The venture capital (VC) landscape in Africa has evolved over the last decade from a niche community of Africa-curious investors to an increasingly established pillar of the private equity industry on the Continent. Today, African VC Funds have simultaneously attracted over $2 billion in foreign investment to the continent, according to Partech, and accelerated the development of hundreds of local early-stage ventures.
Different VCs have different risk appetites and they align their investment strategies accordingly to match the investment stage that best suits their goals.
Most VCs underwrite product risk, go to market risk and team risksome of the major themes when conducting due-diligence on early-stage founders.
The typical questions are around: understanding market problems, execution, and founders’ ability to source the right talents, flexibility to build or pivot the product when finding a product-market fit.
The urgency and interest of venture capitalists to identify and fund next billion dollars companies have seen some firms strategically evolve into adding administrative perks to companies aside capital. An example of this is Microtraction and their Microtraction Network partners.
These perks are set up in collaborations with top service providers and affiliates in providing much needed support in building great organisations.
Most early-stage founders have one major feedback question when they engage Venture Capital companies and it’s usually: What’s your value add aside money?
VC money is usually not long-term. The idea is to invest in a company’s balance sheet and infrastructure until it reaches a sufficient size and credibility so that it can be sold to a corporation or so that the institutional public-equity markets can step in and provide liquidity. There is an in depth explanation about how VCs works here.
Rory O’ Driscoll, a GP at Scale Ventures; investors in Lever, HubSpot and DocuSign among others, said;
“The money has a lot of value especially when building companies. But what ‘a lot of founders don’t go around asking is what do I want in a venture board member.”

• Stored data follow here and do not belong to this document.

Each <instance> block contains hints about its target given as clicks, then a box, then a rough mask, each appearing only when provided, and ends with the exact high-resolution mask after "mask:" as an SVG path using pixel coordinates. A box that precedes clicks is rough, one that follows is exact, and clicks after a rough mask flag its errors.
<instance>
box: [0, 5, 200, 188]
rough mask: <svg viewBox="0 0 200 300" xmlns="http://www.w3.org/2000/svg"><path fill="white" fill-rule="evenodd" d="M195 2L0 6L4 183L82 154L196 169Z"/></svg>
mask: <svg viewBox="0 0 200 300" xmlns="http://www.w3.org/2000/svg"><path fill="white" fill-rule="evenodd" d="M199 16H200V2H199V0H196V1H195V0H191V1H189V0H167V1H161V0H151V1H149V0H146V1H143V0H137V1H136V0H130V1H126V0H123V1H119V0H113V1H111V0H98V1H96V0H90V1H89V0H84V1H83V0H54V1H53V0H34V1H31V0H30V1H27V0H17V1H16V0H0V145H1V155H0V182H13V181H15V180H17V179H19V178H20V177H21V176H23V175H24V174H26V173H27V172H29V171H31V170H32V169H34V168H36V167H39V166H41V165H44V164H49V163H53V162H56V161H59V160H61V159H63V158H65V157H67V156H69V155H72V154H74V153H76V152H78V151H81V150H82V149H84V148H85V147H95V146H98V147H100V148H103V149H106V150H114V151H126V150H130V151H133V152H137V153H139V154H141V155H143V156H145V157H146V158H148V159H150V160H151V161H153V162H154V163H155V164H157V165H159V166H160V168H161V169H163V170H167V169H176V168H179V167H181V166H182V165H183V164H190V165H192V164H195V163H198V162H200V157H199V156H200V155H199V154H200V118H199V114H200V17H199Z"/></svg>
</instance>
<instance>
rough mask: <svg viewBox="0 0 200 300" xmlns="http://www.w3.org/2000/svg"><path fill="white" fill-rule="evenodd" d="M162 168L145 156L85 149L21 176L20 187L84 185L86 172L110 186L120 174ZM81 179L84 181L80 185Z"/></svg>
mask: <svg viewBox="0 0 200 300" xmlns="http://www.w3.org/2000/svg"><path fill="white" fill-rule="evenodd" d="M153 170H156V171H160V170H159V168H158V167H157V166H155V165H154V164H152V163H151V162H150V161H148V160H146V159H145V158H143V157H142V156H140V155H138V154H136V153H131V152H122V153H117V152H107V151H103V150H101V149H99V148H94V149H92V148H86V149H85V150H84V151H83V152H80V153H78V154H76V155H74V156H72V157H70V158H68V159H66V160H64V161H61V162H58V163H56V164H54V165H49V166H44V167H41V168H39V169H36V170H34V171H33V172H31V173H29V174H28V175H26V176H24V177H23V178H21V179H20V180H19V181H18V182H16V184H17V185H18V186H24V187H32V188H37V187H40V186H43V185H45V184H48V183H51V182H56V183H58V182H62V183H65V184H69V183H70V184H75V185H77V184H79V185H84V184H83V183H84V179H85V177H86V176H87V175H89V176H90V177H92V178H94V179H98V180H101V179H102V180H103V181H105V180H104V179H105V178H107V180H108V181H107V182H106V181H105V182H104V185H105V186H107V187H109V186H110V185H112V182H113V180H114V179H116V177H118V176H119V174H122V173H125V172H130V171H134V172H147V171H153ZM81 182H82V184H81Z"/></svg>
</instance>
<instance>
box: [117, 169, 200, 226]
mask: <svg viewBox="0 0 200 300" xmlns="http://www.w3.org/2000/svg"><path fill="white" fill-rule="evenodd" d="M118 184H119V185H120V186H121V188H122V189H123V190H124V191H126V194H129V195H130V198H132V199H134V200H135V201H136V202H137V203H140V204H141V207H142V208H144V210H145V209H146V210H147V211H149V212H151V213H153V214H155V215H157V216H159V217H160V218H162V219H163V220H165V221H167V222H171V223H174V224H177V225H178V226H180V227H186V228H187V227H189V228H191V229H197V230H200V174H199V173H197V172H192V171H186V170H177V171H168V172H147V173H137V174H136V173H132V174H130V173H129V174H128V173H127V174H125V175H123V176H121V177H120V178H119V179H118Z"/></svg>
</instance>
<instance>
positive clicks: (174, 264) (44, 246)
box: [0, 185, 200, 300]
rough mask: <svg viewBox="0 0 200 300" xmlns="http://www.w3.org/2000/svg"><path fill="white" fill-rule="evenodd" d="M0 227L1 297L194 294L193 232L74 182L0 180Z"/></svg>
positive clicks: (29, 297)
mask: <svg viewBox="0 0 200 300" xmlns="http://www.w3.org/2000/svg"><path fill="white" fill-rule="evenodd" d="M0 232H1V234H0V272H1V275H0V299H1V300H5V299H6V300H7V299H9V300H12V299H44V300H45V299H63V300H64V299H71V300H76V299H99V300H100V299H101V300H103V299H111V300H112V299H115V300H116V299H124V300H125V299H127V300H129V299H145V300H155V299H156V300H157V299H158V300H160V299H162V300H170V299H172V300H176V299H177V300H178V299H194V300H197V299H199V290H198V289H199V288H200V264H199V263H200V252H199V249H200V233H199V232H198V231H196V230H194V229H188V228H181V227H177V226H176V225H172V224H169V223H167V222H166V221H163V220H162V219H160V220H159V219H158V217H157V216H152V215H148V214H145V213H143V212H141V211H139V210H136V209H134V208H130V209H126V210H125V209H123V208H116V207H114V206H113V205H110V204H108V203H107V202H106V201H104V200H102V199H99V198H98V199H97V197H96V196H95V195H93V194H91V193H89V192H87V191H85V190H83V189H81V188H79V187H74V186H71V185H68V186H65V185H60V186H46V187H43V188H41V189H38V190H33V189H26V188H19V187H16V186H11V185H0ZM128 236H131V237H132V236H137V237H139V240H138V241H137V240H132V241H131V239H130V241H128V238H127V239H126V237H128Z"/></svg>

Roles of VC in portfolio companies
Hiring or firing the CEO: Mitchel Elegbe of Interswitch is the biggest voice in Nigeria’s tech ecosystem that speaks about startup governance and division of responsibilities between the founders of the board. At a breakfast chat with entrepreneurs in November 2019, Elegbe said;
“Every man, every woman is under authority,” he told the guests at the chat, “this idea that ‘I am a founder, I must have control’, is a very dangerous mindset.”
He explained that governance is still an issue in the startup ecosystem and that as a founder he does not have control of Interswitch. He never had, he is contracted to run the company and after 5 years he renews his contract’.
After the Tizeti saga, investors have been called out to take governance a notch higher. It is key to balance this risk with the even more paramount one, that companies can suffer significant lawsuit costs and permanent destruction of brand value if critical issues are not prevented or dealt with when they arise. VCs are advised to take processes and statutes a step higher.
Helping with Introductions: Early-stage startups believe a core add-on of pre-seed and seed-stage investors is the ability to put them in front of a strong network of High Networth Individuals, industry and policy leaders, potential product partnerships, introductions to globally recognised accelerators like Techstars and Y-Combinator and founder’s network for mentoring. The caveat to that investors can mostly only do introductions and put in favourable words, it’s up to founders to engage and close.
Finance the company: The primary conversation between Venture firms and startups is about financing the company, though this conversation is based on parties preferences, some founders ask principals of deals if they do follow-ons investments, lead or syndicate investment vehicles.
This is just to be sure that in the unforeseen scenarios as they believe in the model now, will they do when times are hard? will they write cheques and support the company when no VC is willing? Do they believe they have the power to support the company in the future?
Agreement on broad strategic execution: Every founder wants to run their day to day with little or no external interference, while angel investors might have expertise and active stakeholder knowledge, VCs have updated know-how on managing day to day activities of products companies. Agreement on broad strategic direction like models of (B2B vs B2C, customer preference :SMB vs Enterprise, Marketing, growth & scale) are essentials between the organisation and its investors
Exits: These have become a critical conversation in the Nigerian venture space because it’s an essential measurement to scale the success of a venture through funding cycles, advisory and execution.
They tend to be the final highlight of maturity that authenticates the fact that a tech ecosystem has matured and is blossoming. Exits are essential to liquidity of assets, confidence in investors to inject more capital and for entrepreneurs to believe they can build on the successes and viability of the market. The successes are here and we can see some positives the most recent is Sendwave acquisition by World Remit.
“When you look at the trend and trajectory of our ecosystem, we’re right around when we should be seeing mergers, acquisitions, and these types of liquidity events.”
Founders and investors relationships don’t always have the fairytale end, there is a core dynamic between a venture capital firm and a private equity firm.